Original Title: Ostře sledované vlak

Country

Czechoslovakia

Director

Jiří Menzel

Year

1966

Run Time

88 min

Awards/Main Selection

Best Foreign Language Oscar at the 40th Academy Awards 1968

Genre

Drama/Romance

Maturity Rating

U/A 16+

This Movie Is

An extraordinary funny and heart-warming coming-of-age story about love and human resistance at the end of the Second World War

One of the most cherished Czechoslovak films of the 1960s, this was the recipient of the 1968 Oscar for Best Foreign Film. The feature debut of director Jiří Menzel is also celebrated at home as a milestone of cinema and as one of the key films of the country’s New Wave. The legendary adaptation of an exuberant yet delicate 1965 novella by Bohumil Hrabal tells the coming-of-age story of the young and inexperienced Miloš Hrma, who is serving as a station guard in central Bohemia at the close of World War II.

FILM NOTES

Jiří Menzel’s  Closely Watched Trains  is a film where everything works, including that most dangerous of devices, the shift, at the last moment, from comedy to tragedy. This pièce de résistance of the recent Czech cinema is a comic view of Czech resistance to the Nazis in which a bumbling youth tragicomically comes of age in sex and war. A dispatcher trainee at a puny railroad station, he has troubles with his work that stem from greater troubles with lovemaking, which terrifies him. The figures that surround him, notably the ambitious but inept stationmaster and a flyspecked Don Juan of a train dispatcher, are, like himself, drawn with a humor so sweeping that it would hurtle into satire or caricature were it not for the intense joviality and humaneness that inform it. Tenderness mitigates the farcical, a certain seriousness gives an edge to the laughter, and a lyricism in the photography and editing poeticizes the foolishness. Few things lend themselves more readily to photographic exaggeration than trains, but their use here is judiciously sparse and visually lovely – they function, in fact, as a kind of wipe between sequences of the plot, and their sound is a ritornello in  the  music  of  daily  life.  Menzel and his cinematographer,  Jaromír  Šofr, have achieved some of their most moving effects by the use of the camera unaided by anything except, perhaps, lighting and set design. The main devices are highly imaginative framing of the actors and eloquent use of the extreme close-up. Thus, for example, the shy hero is frequently shown very near the edge of the frame, or being marshaled toward it, so that his quality of timorous onlooker is conveyed by the composition. The camera often avidly closes in on an object; here, as in most of these Czech films, a suit that is being tried on, a rubber stamp, a pair of glasses, an old phonograph can produce an enormous visual and emotional impact. Things are charged with an immanent glory that has nothing to do with materialism or fetishism; rather, it bespeaks a profoundly affectionate reverence for the artifacts that have become our companions in living.

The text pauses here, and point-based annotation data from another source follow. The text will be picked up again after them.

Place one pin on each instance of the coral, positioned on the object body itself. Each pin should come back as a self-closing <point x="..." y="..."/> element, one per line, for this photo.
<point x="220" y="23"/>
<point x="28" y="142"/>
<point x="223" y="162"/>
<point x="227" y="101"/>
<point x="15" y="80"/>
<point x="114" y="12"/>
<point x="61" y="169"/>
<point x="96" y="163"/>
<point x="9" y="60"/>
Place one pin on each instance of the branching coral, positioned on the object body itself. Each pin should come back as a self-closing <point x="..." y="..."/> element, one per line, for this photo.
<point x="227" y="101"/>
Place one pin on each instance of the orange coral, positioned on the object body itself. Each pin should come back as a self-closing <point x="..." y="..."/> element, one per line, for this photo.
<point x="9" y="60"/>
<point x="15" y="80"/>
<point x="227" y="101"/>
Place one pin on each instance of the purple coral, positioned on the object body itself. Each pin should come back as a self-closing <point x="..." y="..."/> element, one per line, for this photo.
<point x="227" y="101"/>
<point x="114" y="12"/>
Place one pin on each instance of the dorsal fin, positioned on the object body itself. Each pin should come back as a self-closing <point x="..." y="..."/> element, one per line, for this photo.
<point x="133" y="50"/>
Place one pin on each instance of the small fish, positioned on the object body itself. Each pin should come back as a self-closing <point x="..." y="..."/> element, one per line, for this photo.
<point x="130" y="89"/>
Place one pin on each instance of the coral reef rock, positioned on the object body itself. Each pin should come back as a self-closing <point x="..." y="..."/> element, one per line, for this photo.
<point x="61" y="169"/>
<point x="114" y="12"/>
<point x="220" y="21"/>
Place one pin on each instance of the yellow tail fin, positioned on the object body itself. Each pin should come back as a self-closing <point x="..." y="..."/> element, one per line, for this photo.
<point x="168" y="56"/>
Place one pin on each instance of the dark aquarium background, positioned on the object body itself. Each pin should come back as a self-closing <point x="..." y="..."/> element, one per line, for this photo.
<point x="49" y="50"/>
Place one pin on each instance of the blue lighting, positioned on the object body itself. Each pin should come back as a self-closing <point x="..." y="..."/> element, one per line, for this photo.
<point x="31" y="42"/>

Menzel also appears as an accomplished comic actor in this and several other new Czech films. As a director, he reminds me most of Olmi, and, through Olmi, of their common master, Fellini. But there is also in him a visual and textural elegance that suggests Bergman and Antonioni. None of these influences, if such they be, is intrusive. The best thing about Closely Watched Trains is that it impresses one as unique, indebted ultimately only to its individual genius.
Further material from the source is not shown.